During the occupation of France in the Second World War, Boulanger refused to meet Dr. Ferdinand Porsche or communicate with the German authorities except through intermediaries. He organized a 'go slow' of production of trucks for the Wehrmacht, many of which were sabotaged at the factory, by putting the notch on the oil dipstick in the wrong place resulting in engine seizure.

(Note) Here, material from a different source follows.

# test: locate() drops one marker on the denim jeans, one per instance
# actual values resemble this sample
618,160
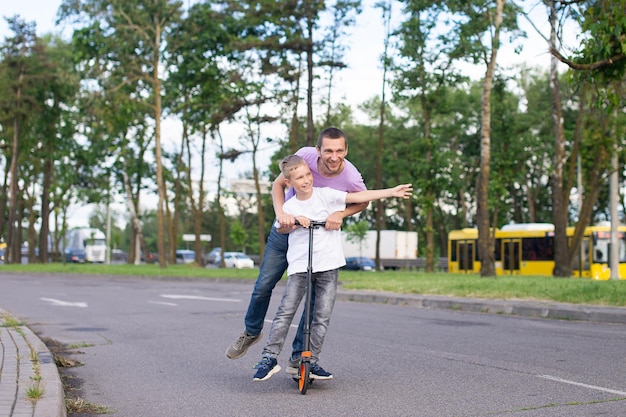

In 1944 when the Gestapo headquarters in Paris was sacked by members of the French Resistance, his name was prominent on a German blacklist of the most important 'Enemies of the Reich' to be arrested in the event of an allied invasion of France.

===TPV becomes 2CV===

In 1936, Boulanger initiated a project to create the TPV (short for 'Très Petite Voiture' meaning 'very small car'), which became 2CV in 1948. His specification for the new model was characteristic of the man:

... create a car that can carry four people and 50 kg of potatoes at 60 km/h, while consuming just 3 litres of fuel per 100 km... it should be drivable by a woman or by a learner-driver ... and don't worry about how it looks.

The 2CV was known for its great capacity of work and its absence of ostentation.

In 1947, the Citroën H Van was introduced – this utilitarian commercial van was sold until 1981.

He died at Broût-Vernet, Allier, in a car crash in a Citroën Traction Avant on Sunday, 12 November 1950, on the main road between Clermont-Ferrand (the home of Michelin) and Paris.